A Hipocrisia dos Cartéis Políticos

{5} Para os defensores da idéia de que existiria um ‘dumping social’ seria necessário impor aos países que se beneficiam da liberalização do comércio e processo de globalização, legislações sociais similares a estas dos países desenvolvidos. A concorrência, para ser justa e eficiente, segundo eles, necessitaria regras e instituições idênticas em todas as regiões, caso contrário, os empreendedores de países desenvolvidos, que devem pagar custos elevados associados à fiscalidade e às regulamentações sociais de seus países, não estariam em pé de igualdade com produtores de países em desenvolvimento, que gozam de normas menos constringentes. Seria então necessário alguma espécie de harmonização das condições de concorrência, notadamente, regras fazendo convergir o custo da mão de obra aos níveis de países desenvolvidos.

{6} Mas tal harmonização, para ser implementada através de decisões oriundas de conluios políticos, implica, antes de tudo, o reconhecimento que determinado quadro de normas sociais é superior a um outro, sem que este reconhecimento seja fruto da livre concorrência entre tecnologias institucionais distintas: o simples fato do reconhecimento ter sido imposto na canetada por políticos nos dá motivos pra suspeitar da eficiência do procedimento de validação e arbitragem.
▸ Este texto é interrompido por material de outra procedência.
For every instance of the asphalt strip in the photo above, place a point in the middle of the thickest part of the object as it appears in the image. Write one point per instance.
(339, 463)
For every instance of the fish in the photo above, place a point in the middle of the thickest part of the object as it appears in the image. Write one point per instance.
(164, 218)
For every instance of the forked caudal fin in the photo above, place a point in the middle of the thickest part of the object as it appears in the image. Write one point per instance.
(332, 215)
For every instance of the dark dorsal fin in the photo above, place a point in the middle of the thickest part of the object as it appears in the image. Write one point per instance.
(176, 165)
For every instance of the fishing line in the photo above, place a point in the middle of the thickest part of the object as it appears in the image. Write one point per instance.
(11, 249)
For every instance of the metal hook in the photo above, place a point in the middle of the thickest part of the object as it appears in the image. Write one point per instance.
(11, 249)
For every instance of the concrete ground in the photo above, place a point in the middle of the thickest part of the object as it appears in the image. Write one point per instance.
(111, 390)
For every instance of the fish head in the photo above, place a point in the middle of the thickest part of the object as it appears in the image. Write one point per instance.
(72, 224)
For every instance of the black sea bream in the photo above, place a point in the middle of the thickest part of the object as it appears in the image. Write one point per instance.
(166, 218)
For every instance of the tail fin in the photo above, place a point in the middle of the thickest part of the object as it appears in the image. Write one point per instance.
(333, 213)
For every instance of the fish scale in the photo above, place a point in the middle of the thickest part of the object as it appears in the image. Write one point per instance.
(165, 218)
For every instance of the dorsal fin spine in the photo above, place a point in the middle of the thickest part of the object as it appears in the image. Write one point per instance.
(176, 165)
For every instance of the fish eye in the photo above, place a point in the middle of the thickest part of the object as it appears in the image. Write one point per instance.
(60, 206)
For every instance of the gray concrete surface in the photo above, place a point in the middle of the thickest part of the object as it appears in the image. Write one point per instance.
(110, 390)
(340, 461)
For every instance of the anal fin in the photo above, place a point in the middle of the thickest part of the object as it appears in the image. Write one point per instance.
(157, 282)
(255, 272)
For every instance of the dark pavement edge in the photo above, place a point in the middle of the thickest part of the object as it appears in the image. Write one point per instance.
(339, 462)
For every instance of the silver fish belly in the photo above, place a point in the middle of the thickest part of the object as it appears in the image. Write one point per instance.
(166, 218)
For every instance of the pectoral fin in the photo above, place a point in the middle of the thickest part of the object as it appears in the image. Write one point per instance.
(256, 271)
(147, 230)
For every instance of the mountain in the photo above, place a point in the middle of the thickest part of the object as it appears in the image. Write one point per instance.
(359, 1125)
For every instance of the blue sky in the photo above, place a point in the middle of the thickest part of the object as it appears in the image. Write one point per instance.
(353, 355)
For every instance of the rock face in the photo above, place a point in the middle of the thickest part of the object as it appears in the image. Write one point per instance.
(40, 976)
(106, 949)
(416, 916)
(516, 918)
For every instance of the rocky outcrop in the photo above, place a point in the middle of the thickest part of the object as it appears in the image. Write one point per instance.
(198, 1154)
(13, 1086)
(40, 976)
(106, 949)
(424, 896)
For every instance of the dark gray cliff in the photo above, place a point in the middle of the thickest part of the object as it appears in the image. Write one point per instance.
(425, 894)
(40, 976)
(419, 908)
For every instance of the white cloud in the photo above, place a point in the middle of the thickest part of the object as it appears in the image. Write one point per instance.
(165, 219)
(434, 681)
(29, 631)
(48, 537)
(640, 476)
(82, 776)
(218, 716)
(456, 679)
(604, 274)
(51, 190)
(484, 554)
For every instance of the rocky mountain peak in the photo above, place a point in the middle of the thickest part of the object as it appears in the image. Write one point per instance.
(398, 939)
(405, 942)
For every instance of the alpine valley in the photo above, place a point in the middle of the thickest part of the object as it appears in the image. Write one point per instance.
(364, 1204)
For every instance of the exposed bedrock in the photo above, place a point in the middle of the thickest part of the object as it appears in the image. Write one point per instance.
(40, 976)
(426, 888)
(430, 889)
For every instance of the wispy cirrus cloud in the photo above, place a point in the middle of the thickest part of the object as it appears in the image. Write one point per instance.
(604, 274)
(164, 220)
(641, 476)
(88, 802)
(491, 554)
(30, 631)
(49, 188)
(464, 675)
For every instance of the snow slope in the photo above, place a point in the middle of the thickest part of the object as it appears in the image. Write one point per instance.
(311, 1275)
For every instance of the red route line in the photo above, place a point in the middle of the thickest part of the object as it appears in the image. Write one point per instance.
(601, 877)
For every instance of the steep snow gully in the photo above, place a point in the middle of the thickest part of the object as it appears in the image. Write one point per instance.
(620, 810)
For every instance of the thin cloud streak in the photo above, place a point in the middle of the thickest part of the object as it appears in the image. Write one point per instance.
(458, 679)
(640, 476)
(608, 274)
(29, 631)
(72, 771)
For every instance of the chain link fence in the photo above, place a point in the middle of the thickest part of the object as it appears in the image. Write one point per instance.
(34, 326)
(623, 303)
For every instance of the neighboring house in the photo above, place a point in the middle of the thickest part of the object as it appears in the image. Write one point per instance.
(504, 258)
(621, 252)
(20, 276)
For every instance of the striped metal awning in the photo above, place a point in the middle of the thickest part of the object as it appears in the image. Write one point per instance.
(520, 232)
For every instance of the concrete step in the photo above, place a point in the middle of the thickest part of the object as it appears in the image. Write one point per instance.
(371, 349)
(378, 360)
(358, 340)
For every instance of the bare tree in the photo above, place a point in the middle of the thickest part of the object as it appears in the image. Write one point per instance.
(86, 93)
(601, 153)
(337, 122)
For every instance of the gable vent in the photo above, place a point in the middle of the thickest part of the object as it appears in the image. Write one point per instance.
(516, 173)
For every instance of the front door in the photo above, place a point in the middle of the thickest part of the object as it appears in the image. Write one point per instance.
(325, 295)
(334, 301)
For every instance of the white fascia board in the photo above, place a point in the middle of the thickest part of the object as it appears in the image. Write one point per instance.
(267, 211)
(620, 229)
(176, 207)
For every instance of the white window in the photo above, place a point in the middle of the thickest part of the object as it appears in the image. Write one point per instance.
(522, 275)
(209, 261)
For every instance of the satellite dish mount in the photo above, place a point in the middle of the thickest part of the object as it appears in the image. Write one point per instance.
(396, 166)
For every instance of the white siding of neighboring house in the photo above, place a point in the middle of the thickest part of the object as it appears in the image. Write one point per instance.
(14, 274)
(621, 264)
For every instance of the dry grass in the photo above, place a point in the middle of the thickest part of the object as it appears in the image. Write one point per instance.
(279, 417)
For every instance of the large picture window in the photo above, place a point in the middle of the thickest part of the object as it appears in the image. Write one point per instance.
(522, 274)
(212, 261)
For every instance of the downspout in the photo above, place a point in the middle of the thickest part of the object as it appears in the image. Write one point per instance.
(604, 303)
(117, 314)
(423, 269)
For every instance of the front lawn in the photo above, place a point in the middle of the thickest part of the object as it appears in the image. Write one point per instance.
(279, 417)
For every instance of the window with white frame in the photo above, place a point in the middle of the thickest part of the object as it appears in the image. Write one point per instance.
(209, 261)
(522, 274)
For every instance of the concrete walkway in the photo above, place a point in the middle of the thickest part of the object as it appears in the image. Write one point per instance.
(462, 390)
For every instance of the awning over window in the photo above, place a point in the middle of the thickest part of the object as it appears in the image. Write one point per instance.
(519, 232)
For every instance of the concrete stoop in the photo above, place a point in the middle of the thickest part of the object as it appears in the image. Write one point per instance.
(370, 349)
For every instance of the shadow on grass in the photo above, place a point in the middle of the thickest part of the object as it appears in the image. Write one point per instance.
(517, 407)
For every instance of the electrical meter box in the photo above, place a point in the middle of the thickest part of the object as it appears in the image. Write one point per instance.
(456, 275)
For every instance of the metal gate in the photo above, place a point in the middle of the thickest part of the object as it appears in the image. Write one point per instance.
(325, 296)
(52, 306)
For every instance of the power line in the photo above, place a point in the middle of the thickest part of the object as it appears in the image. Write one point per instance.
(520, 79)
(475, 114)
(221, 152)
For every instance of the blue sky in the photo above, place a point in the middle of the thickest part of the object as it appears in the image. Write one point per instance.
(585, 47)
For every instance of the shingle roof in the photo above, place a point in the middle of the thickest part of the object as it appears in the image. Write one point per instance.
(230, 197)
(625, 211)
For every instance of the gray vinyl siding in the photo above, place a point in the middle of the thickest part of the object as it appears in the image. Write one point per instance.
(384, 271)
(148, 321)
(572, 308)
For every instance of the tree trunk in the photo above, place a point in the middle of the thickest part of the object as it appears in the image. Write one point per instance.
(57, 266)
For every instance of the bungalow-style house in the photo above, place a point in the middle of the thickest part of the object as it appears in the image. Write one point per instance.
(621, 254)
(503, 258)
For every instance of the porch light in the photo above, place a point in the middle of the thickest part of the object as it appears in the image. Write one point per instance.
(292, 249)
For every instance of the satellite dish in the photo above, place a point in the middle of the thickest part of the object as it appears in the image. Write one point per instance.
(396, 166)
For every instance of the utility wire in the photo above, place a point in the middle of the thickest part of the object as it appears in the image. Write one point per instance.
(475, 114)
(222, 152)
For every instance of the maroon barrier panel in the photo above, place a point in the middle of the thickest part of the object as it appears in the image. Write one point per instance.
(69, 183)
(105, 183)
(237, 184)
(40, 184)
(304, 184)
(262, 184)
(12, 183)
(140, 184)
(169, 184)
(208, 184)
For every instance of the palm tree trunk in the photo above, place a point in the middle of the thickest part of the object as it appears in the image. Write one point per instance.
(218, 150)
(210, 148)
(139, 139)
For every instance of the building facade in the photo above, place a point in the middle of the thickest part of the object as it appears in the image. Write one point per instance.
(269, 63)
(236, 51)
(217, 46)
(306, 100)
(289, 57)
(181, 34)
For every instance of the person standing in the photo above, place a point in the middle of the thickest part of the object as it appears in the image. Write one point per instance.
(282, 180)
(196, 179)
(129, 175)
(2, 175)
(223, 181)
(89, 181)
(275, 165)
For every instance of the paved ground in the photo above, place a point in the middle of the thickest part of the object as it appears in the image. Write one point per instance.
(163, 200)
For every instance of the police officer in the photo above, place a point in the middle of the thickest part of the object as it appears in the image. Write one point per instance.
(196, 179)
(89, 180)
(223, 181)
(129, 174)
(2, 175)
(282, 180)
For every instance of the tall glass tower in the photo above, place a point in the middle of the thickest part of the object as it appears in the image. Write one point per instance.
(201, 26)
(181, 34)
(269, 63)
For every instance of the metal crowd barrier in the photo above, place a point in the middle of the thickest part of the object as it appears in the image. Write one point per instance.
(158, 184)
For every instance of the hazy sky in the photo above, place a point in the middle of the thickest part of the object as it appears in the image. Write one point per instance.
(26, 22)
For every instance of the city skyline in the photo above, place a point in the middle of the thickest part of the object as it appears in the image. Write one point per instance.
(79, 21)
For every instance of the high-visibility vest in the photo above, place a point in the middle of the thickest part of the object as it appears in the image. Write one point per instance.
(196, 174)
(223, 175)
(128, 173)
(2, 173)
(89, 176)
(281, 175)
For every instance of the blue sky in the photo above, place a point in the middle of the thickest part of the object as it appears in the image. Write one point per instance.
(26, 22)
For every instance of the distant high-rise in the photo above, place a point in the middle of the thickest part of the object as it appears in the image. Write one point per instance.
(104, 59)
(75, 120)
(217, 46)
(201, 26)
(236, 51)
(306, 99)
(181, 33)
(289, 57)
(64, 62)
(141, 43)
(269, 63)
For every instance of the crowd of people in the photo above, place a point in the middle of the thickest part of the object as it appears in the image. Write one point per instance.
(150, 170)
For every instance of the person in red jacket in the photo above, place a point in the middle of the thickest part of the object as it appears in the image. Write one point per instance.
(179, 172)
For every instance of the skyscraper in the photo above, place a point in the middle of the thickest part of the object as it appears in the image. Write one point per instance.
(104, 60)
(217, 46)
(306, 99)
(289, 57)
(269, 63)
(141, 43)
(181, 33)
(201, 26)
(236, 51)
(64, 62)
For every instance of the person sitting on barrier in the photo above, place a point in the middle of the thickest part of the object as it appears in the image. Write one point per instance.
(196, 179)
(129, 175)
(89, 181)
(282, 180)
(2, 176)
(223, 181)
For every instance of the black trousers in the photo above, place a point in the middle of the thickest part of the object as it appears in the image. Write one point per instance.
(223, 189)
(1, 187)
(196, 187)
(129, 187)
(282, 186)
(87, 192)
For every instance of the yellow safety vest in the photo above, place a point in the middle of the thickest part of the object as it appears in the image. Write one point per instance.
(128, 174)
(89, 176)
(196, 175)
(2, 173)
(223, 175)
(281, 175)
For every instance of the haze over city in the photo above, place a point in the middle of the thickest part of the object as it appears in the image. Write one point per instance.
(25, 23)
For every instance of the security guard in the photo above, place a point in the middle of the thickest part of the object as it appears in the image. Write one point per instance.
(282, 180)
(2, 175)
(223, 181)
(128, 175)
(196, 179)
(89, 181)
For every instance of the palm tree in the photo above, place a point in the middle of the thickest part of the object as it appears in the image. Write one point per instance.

{7} Ou seja, administradores de governos e regiões onde o desemprego se aproxima dos 15% da população ativa, onde o crescimento econômico é pífio, onde as regulamentações são obstáculos efetivamente custosos, onde as normas trabalhistas e custos da proteção social são demasiadamente elevados, e onde fiscalidade é reconhecidamente excessiva; partem do princípio que estas instituições são indiscutivelmente superiores a estas dos outros países, e devem ser implementadas universalmente desde que possível. Seria tal imposição, realmente, um passo para a promoção da concorrência? Impor aos países um quadro normativo asfixiante, regulamentações absurdas e uma fiscalidade espoliadora é uma forma de promover a concorrência e o desenvolvimento destas regiões?

{8} A resposta é clara: não. O fato é que, procurar harmonizar as condições da concorrência pelo constrangimento público tem por consequência a promoção da escassez e o empobrecimento. Tais imposições terminam, na verdade, por reduzir a competitividade institucional dos países em desenvolvimento e diminuir suas vantagens comparativas: impedindo, por exemplo, que muitos  trabalhadores destes países tenham acesso a um trabalho e, potencialmente, oportunidade de buscar melhores condições de vida.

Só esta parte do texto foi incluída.